There is another question lurking in the background. Will Venezuela be now made to pay for doing the right thing? And what of Bolivia, Nicaragua, Ecuador that each indicated sympathy with Snowden’s request for asylum? There has been speculation that in the post-Chavez era Maduro has been seeking to normalize relations with the United States, and that this goal might now be put on indefinite hold. And what about Hong Kong, China, and Russia that spurned American efforts to have Snowden expelled to the United States after his passport was cancelled? How far will the U.S. Government push this anti-leak diplomacy?
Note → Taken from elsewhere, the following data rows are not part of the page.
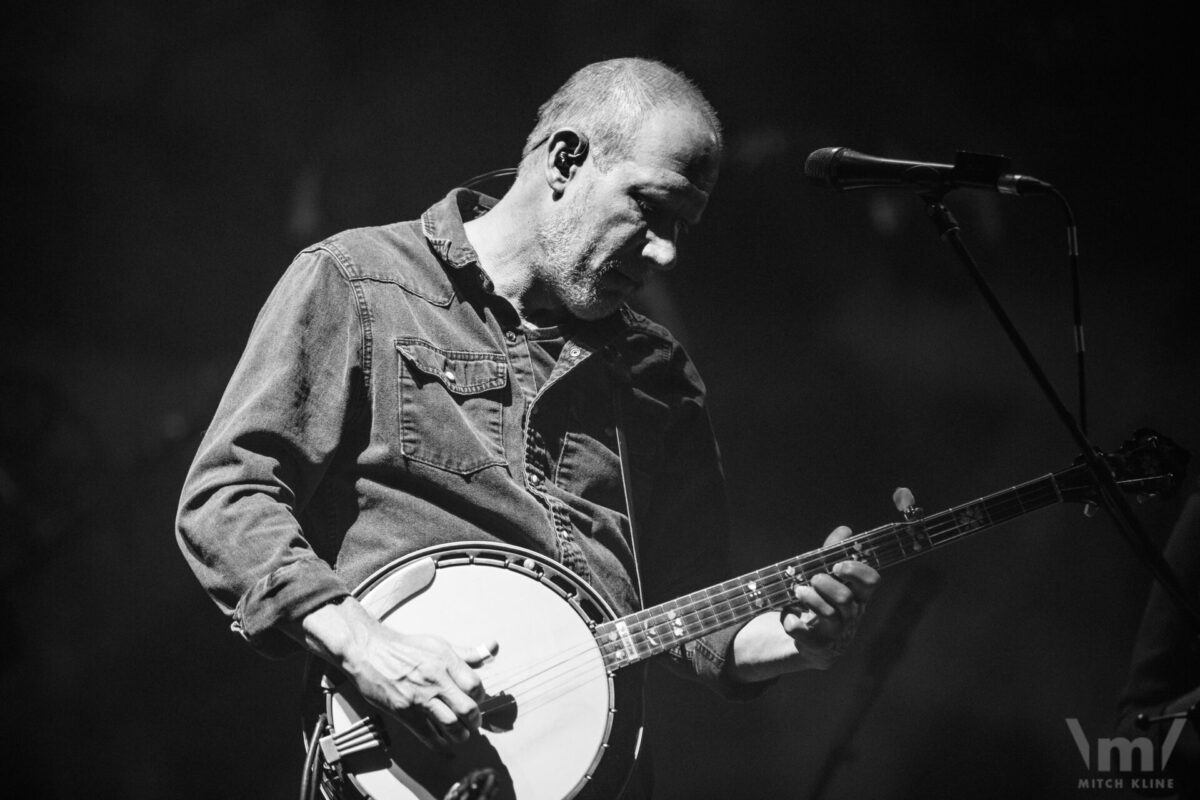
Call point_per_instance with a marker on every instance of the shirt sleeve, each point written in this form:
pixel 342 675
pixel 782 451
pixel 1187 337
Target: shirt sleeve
pixel 688 525
pixel 273 438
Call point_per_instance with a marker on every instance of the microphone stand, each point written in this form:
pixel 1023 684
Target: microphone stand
pixel 1110 494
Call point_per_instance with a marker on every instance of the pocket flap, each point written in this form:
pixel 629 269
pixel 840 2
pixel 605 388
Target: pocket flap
pixel 462 372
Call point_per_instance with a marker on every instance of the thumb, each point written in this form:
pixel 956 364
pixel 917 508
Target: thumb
pixel 480 654
pixel 839 533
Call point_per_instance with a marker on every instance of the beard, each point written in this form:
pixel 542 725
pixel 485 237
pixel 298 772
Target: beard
pixel 568 265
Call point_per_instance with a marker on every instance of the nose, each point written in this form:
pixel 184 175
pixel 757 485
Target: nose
pixel 659 251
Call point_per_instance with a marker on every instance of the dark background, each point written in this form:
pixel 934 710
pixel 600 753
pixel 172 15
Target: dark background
pixel 165 161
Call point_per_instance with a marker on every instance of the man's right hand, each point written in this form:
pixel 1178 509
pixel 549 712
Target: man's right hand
pixel 417 678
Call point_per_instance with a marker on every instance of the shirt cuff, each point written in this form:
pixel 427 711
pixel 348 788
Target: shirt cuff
pixel 286 595
pixel 709 656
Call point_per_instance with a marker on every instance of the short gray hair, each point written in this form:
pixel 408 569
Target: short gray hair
pixel 607 102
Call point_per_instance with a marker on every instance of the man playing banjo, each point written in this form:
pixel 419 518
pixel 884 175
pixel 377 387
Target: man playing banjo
pixel 475 376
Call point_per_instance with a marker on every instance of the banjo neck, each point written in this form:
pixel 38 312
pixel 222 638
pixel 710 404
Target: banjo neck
pixel 660 627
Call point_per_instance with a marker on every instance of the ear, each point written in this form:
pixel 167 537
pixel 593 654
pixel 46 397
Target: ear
pixel 567 152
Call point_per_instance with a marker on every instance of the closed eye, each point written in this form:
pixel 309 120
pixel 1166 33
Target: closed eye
pixel 649 212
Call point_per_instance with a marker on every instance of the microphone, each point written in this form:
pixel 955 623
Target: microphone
pixel 846 169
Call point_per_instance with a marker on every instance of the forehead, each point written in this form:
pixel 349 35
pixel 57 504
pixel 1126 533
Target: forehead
pixel 673 151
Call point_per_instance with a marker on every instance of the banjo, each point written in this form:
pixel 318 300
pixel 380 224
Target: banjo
pixel 562 716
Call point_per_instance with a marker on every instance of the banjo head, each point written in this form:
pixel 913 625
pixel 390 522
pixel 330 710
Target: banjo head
pixel 550 728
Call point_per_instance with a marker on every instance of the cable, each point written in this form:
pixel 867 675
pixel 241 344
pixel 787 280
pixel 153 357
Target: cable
pixel 311 763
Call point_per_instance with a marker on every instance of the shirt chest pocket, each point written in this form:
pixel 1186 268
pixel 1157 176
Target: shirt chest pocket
pixel 451 405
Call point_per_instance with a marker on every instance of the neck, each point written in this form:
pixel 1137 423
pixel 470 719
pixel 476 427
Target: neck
pixel 505 241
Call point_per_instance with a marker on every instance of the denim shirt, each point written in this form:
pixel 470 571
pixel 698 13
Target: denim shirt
pixel 385 403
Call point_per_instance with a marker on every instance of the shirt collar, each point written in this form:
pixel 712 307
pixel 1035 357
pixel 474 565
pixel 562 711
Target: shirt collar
pixel 442 224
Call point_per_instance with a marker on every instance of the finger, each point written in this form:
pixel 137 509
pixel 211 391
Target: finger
pixel 466 679
pixel 832 590
pixel 461 704
pixel 862 578
pixel 838 534
pixel 448 720
pixel 810 600
pixel 480 654
pixel 798 620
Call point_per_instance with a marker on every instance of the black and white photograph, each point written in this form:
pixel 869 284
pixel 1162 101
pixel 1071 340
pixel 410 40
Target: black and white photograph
pixel 599 401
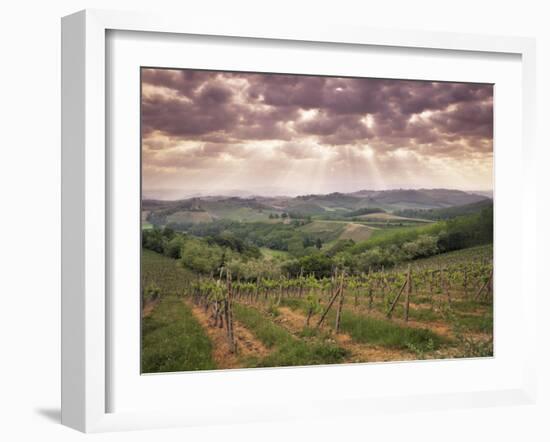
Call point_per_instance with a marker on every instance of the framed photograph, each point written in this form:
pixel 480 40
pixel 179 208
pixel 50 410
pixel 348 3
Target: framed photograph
pixel 264 223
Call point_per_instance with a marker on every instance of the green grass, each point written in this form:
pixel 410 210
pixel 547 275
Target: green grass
pixel 270 253
pixel 477 324
pixel 387 333
pixel 287 349
pixel 164 272
pixel 381 332
pixel 463 256
pixel 173 340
I suppose that this attack of ‘surveillance panic’ is a symptom of the larger importance being attached by Washington to cyber security, and worries about disabling attacks directed at information networks by way of hacking and debilitating viruses. Even granting this, to go after Snowden in this way is more than panic, it suggests one more example of American exceptionalism that causes anger and resentment throughout the world—in effect, the United States is insisting that we expect from others far more than we are prepared to give. It is especially striking that among Snowden’s disclosures are confirmations of the earlier rumors that the United States and Israel had collaborate to develop the computer worm or virus, Stuxnet, that had been used in 2010 to disrupt operations in Iran’s nuclear facilities. As with the use of drones around the world, the blowback risks seem once more ignored as America flexes its geopolitical muscles without regard for the constraints of international law, the logic of reciprocity, and the values of a free society.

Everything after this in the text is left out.